The executive said the rack’s wider size was a “trade-off” to achieve Helios’ performance advantages, including the 50 percent greater memory bandwidth.
“That trade-off was deemed to be a very acceptable trade-off because these large data centers tend not to be square footage constrained. They tend to be megawatts constrained. And so we think this is the right design point for the market based upon what we’re delivering,” Dieckmann said.
Instinct MI500 Series
AMD revealed that it will release a next-generation AI server rack in 2027 using the company’s Instinct MI500 GPU series and EPYC “Verano” CPUs.
This rack, which appeared to be double-wide like the Helio offering, will also use the same Pensando “Vulcano” NIC as the previous generation.
“We have an ongoing road map of further rack-scale architectures in 2027 and beyond, with our next GPU architectures, our next EPYC CPU solutions and Pensando NIC solutions that we’re integrating into that solution,” said Andrew Dieckman, corporate vice president and general manager of data center GPU at AMD.
ROCm Enterprise AI
AMD revealed ROCm Enterprise AI as an upcoming MLOps and cluster management platform that it said will enable enterprises to seamlessly operate Instinct-based data centers for AI applications.
The platform will be made available as part of the seventh version of its ROCm software stack, which will become “generally accessible” in the third quarter.
While AMD is expected to begin previewing the ROCm 7.0 release with developers on Thursday, early access for ROCm Enterprise is expected to begin in August, said Ramine Roane, corporate vice president of AMD’s AI solutions group, in the Wednesday briefing with journalists.

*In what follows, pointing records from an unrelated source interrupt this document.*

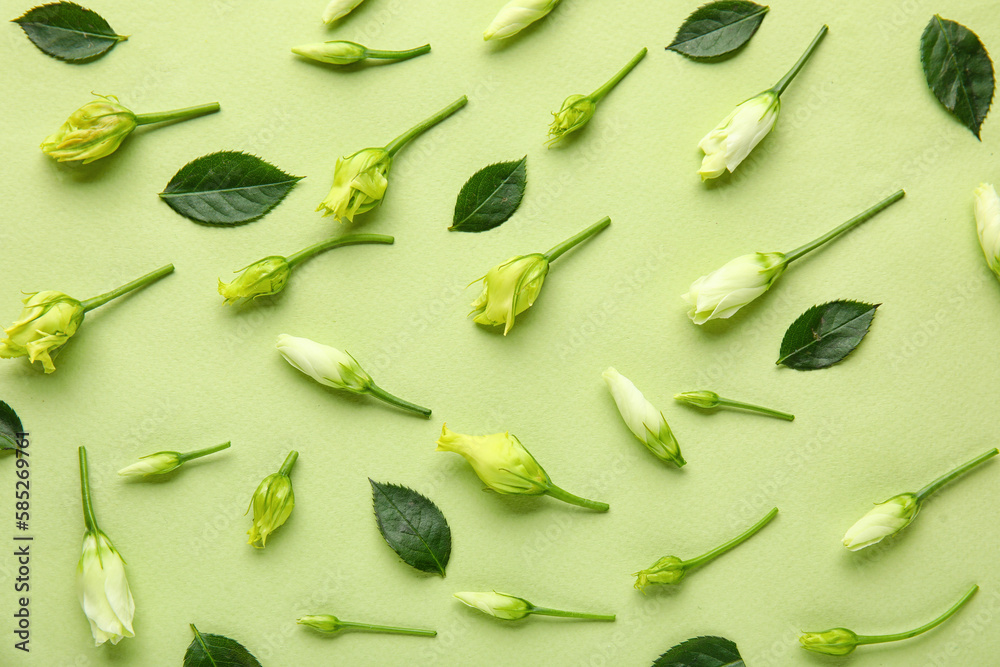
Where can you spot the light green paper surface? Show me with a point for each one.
(171, 368)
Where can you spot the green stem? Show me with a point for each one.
(420, 128)
(747, 534)
(756, 408)
(553, 254)
(286, 467)
(176, 114)
(599, 94)
(204, 452)
(545, 611)
(957, 472)
(847, 226)
(98, 301)
(787, 79)
(880, 639)
(567, 497)
(381, 394)
(367, 627)
(88, 508)
(398, 55)
(352, 239)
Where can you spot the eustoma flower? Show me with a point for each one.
(100, 576)
(891, 516)
(517, 15)
(161, 463)
(338, 9)
(643, 419)
(328, 365)
(511, 608)
(49, 319)
(841, 641)
(96, 129)
(348, 53)
(332, 625)
(720, 294)
(577, 110)
(733, 139)
(506, 466)
(709, 400)
(360, 180)
(272, 502)
(988, 224)
(511, 288)
(671, 569)
(268, 276)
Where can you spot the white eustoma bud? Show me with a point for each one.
(499, 605)
(733, 139)
(154, 464)
(103, 590)
(516, 16)
(645, 421)
(327, 365)
(724, 291)
(338, 9)
(988, 224)
(882, 521)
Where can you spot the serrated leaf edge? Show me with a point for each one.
(764, 10)
(517, 163)
(872, 306)
(378, 485)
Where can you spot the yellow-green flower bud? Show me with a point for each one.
(667, 570)
(159, 463)
(339, 52)
(720, 294)
(576, 112)
(272, 503)
(262, 278)
(359, 184)
(499, 605)
(988, 224)
(882, 521)
(348, 53)
(699, 399)
(93, 131)
(838, 641)
(500, 460)
(643, 419)
(47, 321)
(509, 289)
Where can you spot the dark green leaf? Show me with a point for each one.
(10, 426)
(490, 197)
(217, 651)
(227, 188)
(718, 28)
(413, 526)
(69, 32)
(702, 652)
(958, 70)
(824, 335)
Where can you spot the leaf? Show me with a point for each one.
(10, 426)
(227, 188)
(69, 32)
(824, 335)
(702, 652)
(217, 651)
(413, 526)
(958, 70)
(718, 28)
(490, 197)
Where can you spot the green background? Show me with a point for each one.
(171, 368)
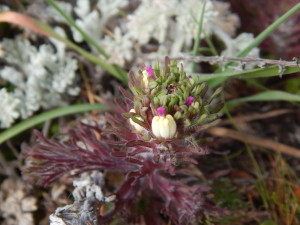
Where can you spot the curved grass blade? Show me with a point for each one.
(254, 73)
(265, 96)
(26, 124)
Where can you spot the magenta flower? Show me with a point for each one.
(161, 111)
(150, 71)
(146, 140)
(189, 101)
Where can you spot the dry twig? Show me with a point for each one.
(269, 144)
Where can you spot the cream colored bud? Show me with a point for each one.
(145, 78)
(136, 126)
(163, 126)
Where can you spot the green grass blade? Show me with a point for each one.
(263, 35)
(26, 124)
(198, 37)
(266, 96)
(254, 73)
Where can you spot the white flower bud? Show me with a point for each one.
(136, 126)
(145, 79)
(163, 126)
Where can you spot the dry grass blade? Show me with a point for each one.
(262, 142)
(247, 118)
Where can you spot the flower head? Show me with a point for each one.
(163, 126)
(161, 111)
(150, 71)
(147, 73)
(189, 101)
(136, 126)
(147, 160)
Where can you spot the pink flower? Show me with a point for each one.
(150, 71)
(189, 101)
(161, 111)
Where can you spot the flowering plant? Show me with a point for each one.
(151, 139)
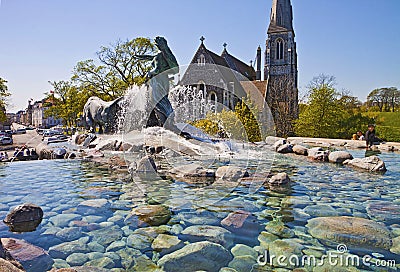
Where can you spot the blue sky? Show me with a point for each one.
(357, 41)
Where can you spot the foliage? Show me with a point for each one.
(3, 96)
(240, 124)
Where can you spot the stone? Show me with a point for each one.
(230, 172)
(371, 164)
(166, 244)
(62, 220)
(31, 257)
(351, 231)
(8, 266)
(24, 213)
(318, 154)
(62, 251)
(384, 211)
(235, 219)
(146, 165)
(93, 206)
(279, 179)
(244, 250)
(285, 149)
(105, 236)
(300, 150)
(153, 215)
(213, 234)
(320, 210)
(339, 156)
(77, 259)
(205, 256)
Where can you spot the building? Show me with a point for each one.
(279, 87)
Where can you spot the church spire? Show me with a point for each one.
(281, 16)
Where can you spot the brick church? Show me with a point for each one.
(225, 79)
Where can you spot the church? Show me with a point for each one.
(224, 79)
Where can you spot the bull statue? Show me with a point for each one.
(98, 112)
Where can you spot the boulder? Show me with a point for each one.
(235, 219)
(153, 215)
(200, 256)
(213, 234)
(372, 164)
(339, 156)
(284, 149)
(279, 179)
(318, 154)
(24, 218)
(230, 172)
(31, 257)
(300, 150)
(351, 231)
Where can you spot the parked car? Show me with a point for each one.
(6, 140)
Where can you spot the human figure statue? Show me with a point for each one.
(164, 65)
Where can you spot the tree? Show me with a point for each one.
(323, 114)
(3, 96)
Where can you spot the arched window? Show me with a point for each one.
(202, 60)
(280, 45)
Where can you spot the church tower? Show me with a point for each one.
(280, 70)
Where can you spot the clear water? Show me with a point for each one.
(59, 186)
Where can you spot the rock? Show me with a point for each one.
(396, 246)
(153, 215)
(213, 234)
(93, 206)
(321, 210)
(384, 211)
(192, 170)
(243, 250)
(62, 220)
(351, 231)
(318, 154)
(8, 266)
(235, 219)
(166, 244)
(300, 150)
(198, 256)
(372, 164)
(230, 172)
(284, 149)
(279, 143)
(146, 165)
(77, 259)
(31, 257)
(279, 179)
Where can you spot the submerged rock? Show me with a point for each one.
(231, 172)
(200, 256)
(213, 234)
(339, 156)
(31, 257)
(350, 231)
(372, 164)
(279, 179)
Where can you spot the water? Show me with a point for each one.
(60, 186)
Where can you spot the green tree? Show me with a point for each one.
(323, 114)
(3, 96)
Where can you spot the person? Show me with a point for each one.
(360, 136)
(370, 136)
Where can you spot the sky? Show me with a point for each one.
(357, 41)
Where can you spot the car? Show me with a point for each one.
(6, 140)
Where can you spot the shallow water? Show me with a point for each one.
(60, 186)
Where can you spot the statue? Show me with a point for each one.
(164, 64)
(98, 112)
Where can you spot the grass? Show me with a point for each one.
(388, 125)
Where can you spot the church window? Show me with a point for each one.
(280, 49)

The platform will integrate with third-party software to help partners and customers build end-to-end applications.
These third parties include VMware Cloud Foundation, RedHat’s OpenShift AI, Canonical, Clarifai, Rapt.ai, Clear ML, Llama Stack and the Open Platform for Enterprise AI. The latter party is a Linux Foundation group that was founded by Intel and includes several IT vendors as members.

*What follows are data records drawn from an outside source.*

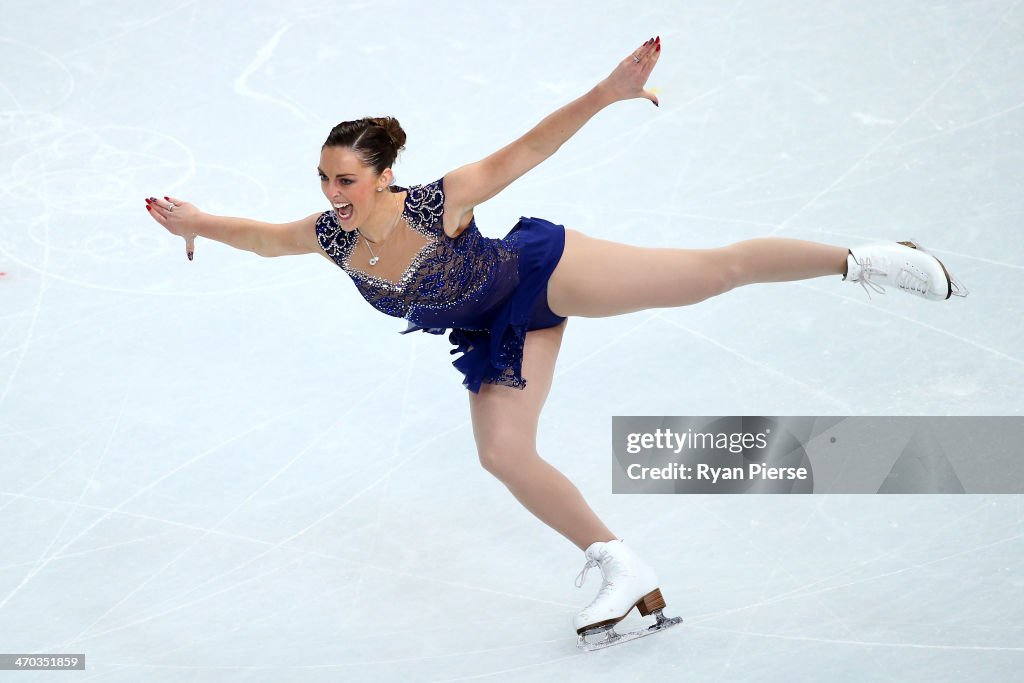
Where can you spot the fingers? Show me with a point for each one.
(650, 49)
(161, 212)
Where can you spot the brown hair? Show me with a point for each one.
(376, 140)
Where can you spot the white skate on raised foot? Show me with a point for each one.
(628, 583)
(905, 265)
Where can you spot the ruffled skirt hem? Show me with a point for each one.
(495, 355)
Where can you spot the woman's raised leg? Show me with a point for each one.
(505, 422)
(597, 278)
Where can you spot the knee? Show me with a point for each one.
(505, 461)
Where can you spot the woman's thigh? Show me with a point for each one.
(598, 278)
(506, 418)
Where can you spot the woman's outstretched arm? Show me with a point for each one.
(474, 183)
(186, 221)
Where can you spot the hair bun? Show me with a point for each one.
(392, 128)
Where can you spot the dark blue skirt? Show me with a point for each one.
(494, 355)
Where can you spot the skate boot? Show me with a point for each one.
(905, 265)
(628, 583)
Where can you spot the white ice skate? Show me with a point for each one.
(905, 265)
(628, 583)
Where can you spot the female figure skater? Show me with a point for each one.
(416, 253)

The ROCm Enterprise AI platform will include “tools for model fine-tuning with industry-specific data and integration with both structured and unstructured workflows,” according to AMD.
In addition to providing MLOps capabilities, the platform will feature cluster management, AI workload and quota management as well as integration with Kubernetes and Slurm, the company said.

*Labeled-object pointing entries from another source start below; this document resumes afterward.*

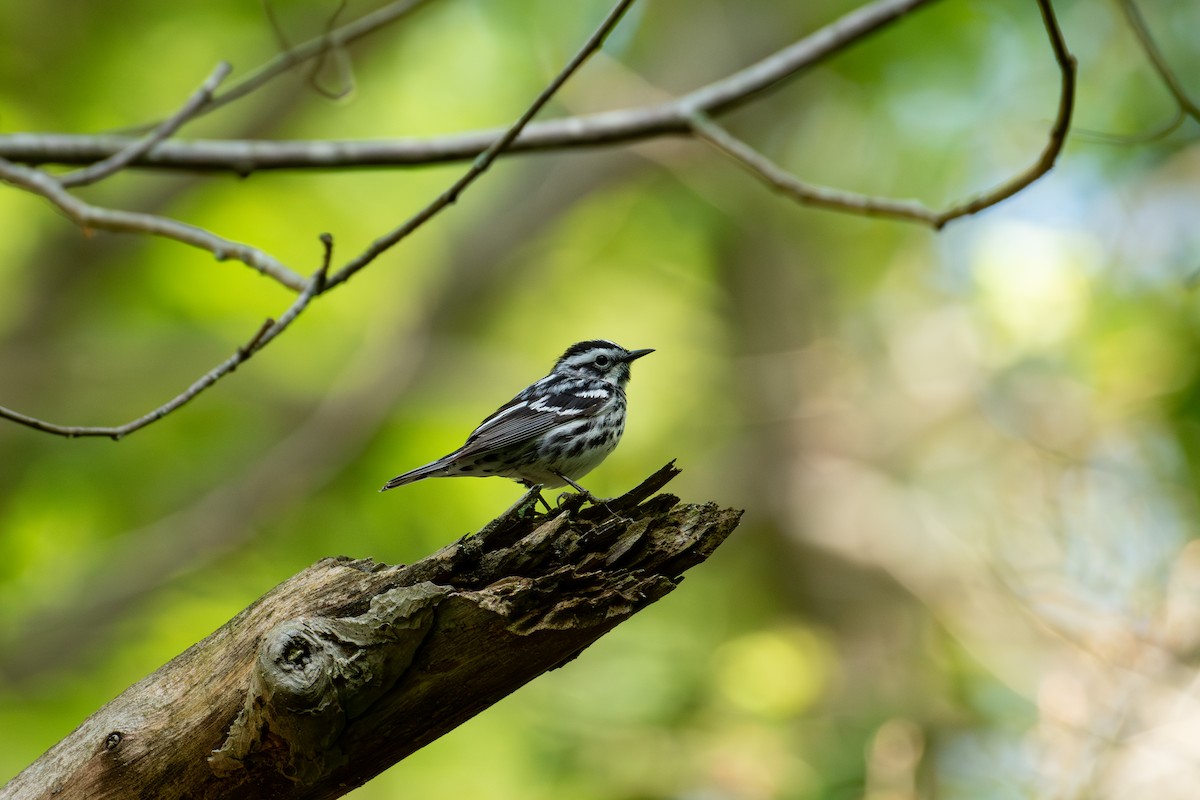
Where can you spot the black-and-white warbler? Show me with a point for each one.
(552, 433)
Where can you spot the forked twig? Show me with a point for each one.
(89, 216)
(489, 156)
(319, 282)
(907, 210)
(265, 334)
(124, 157)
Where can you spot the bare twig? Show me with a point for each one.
(319, 282)
(265, 334)
(89, 216)
(799, 191)
(126, 156)
(907, 210)
(606, 127)
(1153, 134)
(1138, 25)
(489, 156)
(313, 48)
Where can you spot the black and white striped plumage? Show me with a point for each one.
(556, 431)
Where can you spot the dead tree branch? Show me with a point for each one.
(48, 186)
(907, 210)
(670, 118)
(351, 666)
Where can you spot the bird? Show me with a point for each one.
(555, 431)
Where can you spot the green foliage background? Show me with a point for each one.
(967, 566)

In tandem with AMD’s developer ecosystem, these tools will allow partners and customers to develop reference applications for chatbots and document summarization, among other things.
Roane said he “believes” ROCm Enterprise AI will be free unlike the Nvidia AI Enterprise platform, which requires a paid license to use.
ROCm Distributed Inference
AMD said it plans to introduce distributed inference capabilities in the upcoming ROCm 7.0 release that it called a response to Nvidia’s new Dynamo framework that the rival has used to speed up AI inference workloads.
Ramine Roane, corporate vice president of AMD’s AI solutions group, said in the Wednesday briefing that the distributed inference feature was developed with the open-source community.
“There is a new open-source software called llm-d for distributed that basically does what Dynamo does,” he said.
The distribute inference feature will also take advantage of the open-source vLLM and SGLang frameworks.
ROCm Coming To Windows
AMD announced that its ROCm software stack for GPU programming is coming to Windows later this year.
ROCm will initially come to Windows with support for the ONNX runtime in a July preview release, according to the company. It will then extend support to the PyTorch machine learning framework in the third quarter.
“Now ROCm will work on laptops, on workstations, on Linux, on Windows,” said Ramine Roane, corporate vice president of AMD’s AI solutions group, in the Wednesday briefing.